Cold rain falls in the river, flows down to the sea, gets into the skyline, circles endlessly. Same old rain on the wind, same old pain in my soul.

Thursday, May 7, 2009

The Green Bike Summer





It was green. Naturally. A green I can’t describe but every once in a while I see it in passing cars. A type of aqua maybe but not quite. The one he had bought me was black.
You must know, that my father never bought anything for his children but the necessary staples. He lived during the depression and fought in World War Two. Those people just don’t toss money around loosely. I and my brothers all worked jobs since we were twelve because it was the only way to know anything other than pork chops and mashed potatoes.
But there it was, a used black three-speed bike and him all uncomfortable in the giving standing beside it. This was huge. He didn’t even spring for class rings or yearbooks, or even class pictures.
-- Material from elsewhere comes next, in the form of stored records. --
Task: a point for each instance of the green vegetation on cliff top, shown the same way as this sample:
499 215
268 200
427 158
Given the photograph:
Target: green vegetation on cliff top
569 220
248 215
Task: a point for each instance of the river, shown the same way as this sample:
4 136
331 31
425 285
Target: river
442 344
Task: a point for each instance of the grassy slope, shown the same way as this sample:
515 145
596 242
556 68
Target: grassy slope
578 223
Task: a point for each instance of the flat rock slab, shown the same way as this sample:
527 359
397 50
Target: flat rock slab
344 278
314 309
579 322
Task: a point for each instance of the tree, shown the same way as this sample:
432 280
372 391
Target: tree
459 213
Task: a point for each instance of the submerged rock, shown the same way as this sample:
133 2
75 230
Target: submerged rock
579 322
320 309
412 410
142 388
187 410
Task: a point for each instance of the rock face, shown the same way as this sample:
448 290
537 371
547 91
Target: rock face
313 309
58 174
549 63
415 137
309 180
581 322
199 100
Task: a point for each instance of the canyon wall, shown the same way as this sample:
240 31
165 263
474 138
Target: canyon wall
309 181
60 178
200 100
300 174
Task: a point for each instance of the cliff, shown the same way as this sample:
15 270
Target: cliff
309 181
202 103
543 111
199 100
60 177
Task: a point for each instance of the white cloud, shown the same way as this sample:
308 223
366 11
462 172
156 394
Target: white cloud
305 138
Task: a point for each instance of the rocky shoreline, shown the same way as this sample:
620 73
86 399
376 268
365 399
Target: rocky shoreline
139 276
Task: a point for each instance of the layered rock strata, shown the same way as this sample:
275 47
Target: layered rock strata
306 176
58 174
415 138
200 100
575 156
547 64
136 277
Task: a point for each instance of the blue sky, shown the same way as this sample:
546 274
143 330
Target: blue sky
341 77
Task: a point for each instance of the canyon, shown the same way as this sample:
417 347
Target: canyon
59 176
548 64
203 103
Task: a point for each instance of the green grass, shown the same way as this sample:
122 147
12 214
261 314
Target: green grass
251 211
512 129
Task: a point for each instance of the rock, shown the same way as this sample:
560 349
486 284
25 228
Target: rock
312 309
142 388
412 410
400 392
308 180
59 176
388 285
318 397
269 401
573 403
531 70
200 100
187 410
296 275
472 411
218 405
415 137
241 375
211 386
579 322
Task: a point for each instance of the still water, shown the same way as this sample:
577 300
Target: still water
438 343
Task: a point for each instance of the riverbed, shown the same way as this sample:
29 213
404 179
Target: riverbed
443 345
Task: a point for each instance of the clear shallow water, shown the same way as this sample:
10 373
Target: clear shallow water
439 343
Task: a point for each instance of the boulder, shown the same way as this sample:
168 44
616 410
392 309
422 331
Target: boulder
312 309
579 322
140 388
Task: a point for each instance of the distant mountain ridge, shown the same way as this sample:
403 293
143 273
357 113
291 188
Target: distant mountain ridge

You want it, you earn it, Buddy!
The trouble is, I didn’t want it.
I had been mentioning to him how my best friend John and I were going to bike all summer long to distant towns and unknown destinations. This I had done just so he wouldn’t be surprised when he would see the new ten-speed bike I planned to buy with the money I had earned.
I tried to appear pleased and surely was surprised but I was thirteen and had made plans that a black three-speed would never be up for. It would never pull the hills or keep up with John. The handlebars were straight-and it wasn’t green.
So I traded it in. Just like that. Without so much as a word to my Father, I took his gift that he so out of character gave and traded it in for a green ten-speed just one day after the Holy offering.
There is no doubt that I hurt him. And perhaps it could have been handled with greater tact, even from a thirteen year-old, but I knew my Father. He never would have agreed to my desire, thinking it frivolous. All,- "It costs how much?!!" and "When I was your age..." But he never was my age, and I would never be his age. We were two different people in two different times and this chasm could not be bridged. He never said a word, only shook his head and sideways sniffed, as if pepper had blown up his nose.
I did what I felt I had to do and it greatly defined who I became. Not saying it's good or bad. Just saying it is.
John and I went everywhere that summer. Even to Minneapolis. We found every road that wove through the great waters of Minnetonka. We met girls. We laughed. I kept up and that green glistened in July’s warm sunshine. We rested on soft hillsides and waded sweet waters. We talked of everything thirteen year-olds talk about on lazy summer afternoons. I remember having an odometer of sorts. We put on over a thousand miles.
I could have been the good son. I could have shrugged and explained to John that great adventures and exploration would have to wait at least one more year. But then, that's who I would have become; the wise pat him on the back son with time-shares in Florida and Wednesday city council meetings and not the me I am.
But I didn’t and I’m not sorry. I am sorry I hurt my Father for a time, but we both moved on and moved closer even though I'm still a head-shake and eye roll to him when anyone asks of me. But that summer. Boy oh boy, that summer. I wouldn't trade it for anything!